In the very recent past, it was assumed that anyone who was actively and completely outside the bounds of constructive conversation would be ignored by the media, and hence limited to irritating those people who could directly see/hear them. So we developed a strong real-world norm against censorship- the risk from censorship was high (potentially excluding legitimate voices) and the benefits of censorship were low (after all, pure noisemakers didn't really have a forum and so it didn't require formal censorship to ignore them.) Now that we've all got our own micro-dialectics in blog comments, and now that any anonymous idiot can ruin that for everyone else at low cost to themselves, the cost/benefit analysis has changed. As a result, on the internet, the anti-censorship norm has been eroded. We have to take a more active role- we can't just take it for granted that the high cost of publication will lead to defacto self-censorship.
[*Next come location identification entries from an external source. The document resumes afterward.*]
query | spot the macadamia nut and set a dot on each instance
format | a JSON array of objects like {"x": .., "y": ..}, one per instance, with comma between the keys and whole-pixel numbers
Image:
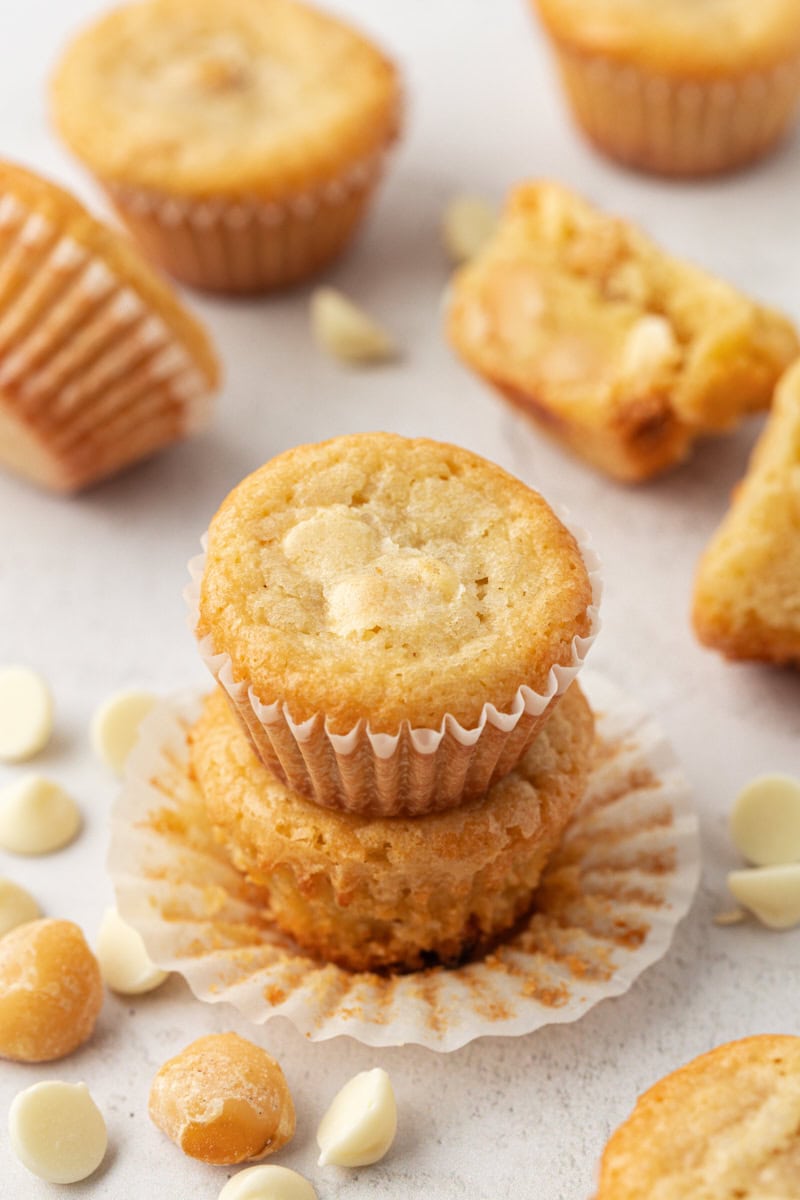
[
  {"x": 223, "y": 1099},
  {"x": 50, "y": 991}
]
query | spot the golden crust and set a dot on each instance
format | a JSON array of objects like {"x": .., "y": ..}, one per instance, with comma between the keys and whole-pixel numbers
[
  {"x": 119, "y": 253},
  {"x": 615, "y": 349},
  {"x": 394, "y": 892},
  {"x": 726, "y": 1125},
  {"x": 679, "y": 37},
  {"x": 200, "y": 99},
  {"x": 383, "y": 579},
  {"x": 747, "y": 587}
]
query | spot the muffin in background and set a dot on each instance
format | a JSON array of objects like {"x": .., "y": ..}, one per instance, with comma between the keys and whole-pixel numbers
[
  {"x": 392, "y": 619},
  {"x": 394, "y": 893},
  {"x": 747, "y": 587},
  {"x": 240, "y": 142},
  {"x": 679, "y": 87},
  {"x": 612, "y": 347},
  {"x": 726, "y": 1125},
  {"x": 100, "y": 363}
]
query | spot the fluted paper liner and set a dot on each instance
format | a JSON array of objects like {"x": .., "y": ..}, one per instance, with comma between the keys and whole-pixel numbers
[
  {"x": 90, "y": 377},
  {"x": 679, "y": 126},
  {"x": 607, "y": 907},
  {"x": 248, "y": 244},
  {"x": 413, "y": 772}
]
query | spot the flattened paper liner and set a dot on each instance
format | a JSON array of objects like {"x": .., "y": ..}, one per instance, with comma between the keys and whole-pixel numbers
[
  {"x": 414, "y": 772},
  {"x": 679, "y": 127},
  {"x": 607, "y": 909},
  {"x": 248, "y": 244},
  {"x": 88, "y": 372}
]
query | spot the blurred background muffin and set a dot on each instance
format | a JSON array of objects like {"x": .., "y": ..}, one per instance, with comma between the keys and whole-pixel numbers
[
  {"x": 100, "y": 361},
  {"x": 240, "y": 142},
  {"x": 679, "y": 87}
]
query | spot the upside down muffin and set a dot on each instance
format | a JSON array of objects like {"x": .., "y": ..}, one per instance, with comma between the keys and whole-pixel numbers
[
  {"x": 372, "y": 598},
  {"x": 614, "y": 348},
  {"x": 101, "y": 364},
  {"x": 395, "y": 893}
]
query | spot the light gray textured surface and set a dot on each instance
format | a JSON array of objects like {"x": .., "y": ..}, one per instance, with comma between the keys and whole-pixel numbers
[{"x": 90, "y": 593}]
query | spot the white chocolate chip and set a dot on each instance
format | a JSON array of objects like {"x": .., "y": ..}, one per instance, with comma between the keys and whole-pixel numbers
[
  {"x": 650, "y": 347},
  {"x": 124, "y": 961},
  {"x": 268, "y": 1183},
  {"x": 770, "y": 893},
  {"x": 330, "y": 543},
  {"x": 360, "y": 1125},
  {"x": 468, "y": 223},
  {"x": 17, "y": 906},
  {"x": 58, "y": 1132},
  {"x": 347, "y": 331},
  {"x": 25, "y": 714},
  {"x": 115, "y": 725},
  {"x": 36, "y": 816},
  {"x": 765, "y": 821}
]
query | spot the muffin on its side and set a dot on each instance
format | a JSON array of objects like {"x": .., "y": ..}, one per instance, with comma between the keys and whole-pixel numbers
[
  {"x": 100, "y": 363},
  {"x": 392, "y": 618},
  {"x": 679, "y": 87},
  {"x": 240, "y": 142},
  {"x": 747, "y": 587},
  {"x": 726, "y": 1125},
  {"x": 372, "y": 893},
  {"x": 614, "y": 348}
]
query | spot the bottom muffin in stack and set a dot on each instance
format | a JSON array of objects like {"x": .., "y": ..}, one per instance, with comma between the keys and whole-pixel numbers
[{"x": 398, "y": 893}]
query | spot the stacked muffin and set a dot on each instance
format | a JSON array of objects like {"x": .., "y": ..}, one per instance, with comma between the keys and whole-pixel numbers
[{"x": 396, "y": 627}]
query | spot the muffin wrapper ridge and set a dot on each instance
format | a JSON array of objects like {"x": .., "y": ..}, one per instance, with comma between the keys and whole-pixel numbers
[
  {"x": 607, "y": 909},
  {"x": 88, "y": 373},
  {"x": 250, "y": 245},
  {"x": 687, "y": 127},
  {"x": 410, "y": 773}
]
(I might add that what you are talking isn't really censorship as we traditionally think of it- if I ban a poster from my blog, he can go get his own blog and blather on there. I'm banning him from my website, not banning him from speaking altogether. It isn't like banning someone from the county library, where there is no other county library, or from all corporate media at a time when there was no other way to get the news.)

1/12/2007 9:38 AM  
Blogger N.J.L.S. said...

Anthony:

"Seems like your premise that censorship has an odious reputation is flawed, given that 1) a non-trivial number of users on BlackProf are requesting censorship and 2) BlackProf is one of (perhaps the only?) law prof blog that doesn't engage in censorship."

(1) I disagree that the premise is flawed. The fact that a non-trivial number of users request censorship says nothing about the content of the "objectionable" comments. Indeed, the absence of competing points of view becomes a mere diatribe, not a debate. If Blackprof seeks to create a vibrant debate, the mere presence of objecting community members should not by itself validate their calls for censorship.

(2) The fact that Blackprof is one of the only law prof sites does not invalidate the premise either. The fact that blog-censorship is widespread doesn't validate the practice, or make it any less odious.

I think Luis makes the stronger argument - the ease of alternative venues where malcontents can voice their opinion mitigate concerns about censorship. (Although even here, there is the problem that those malcontents could not reasonably reach the desired Blackprof community by starting spinoff blogs.)

I suppose it comes down to the mission of the particular blog, and the type of desired discussion.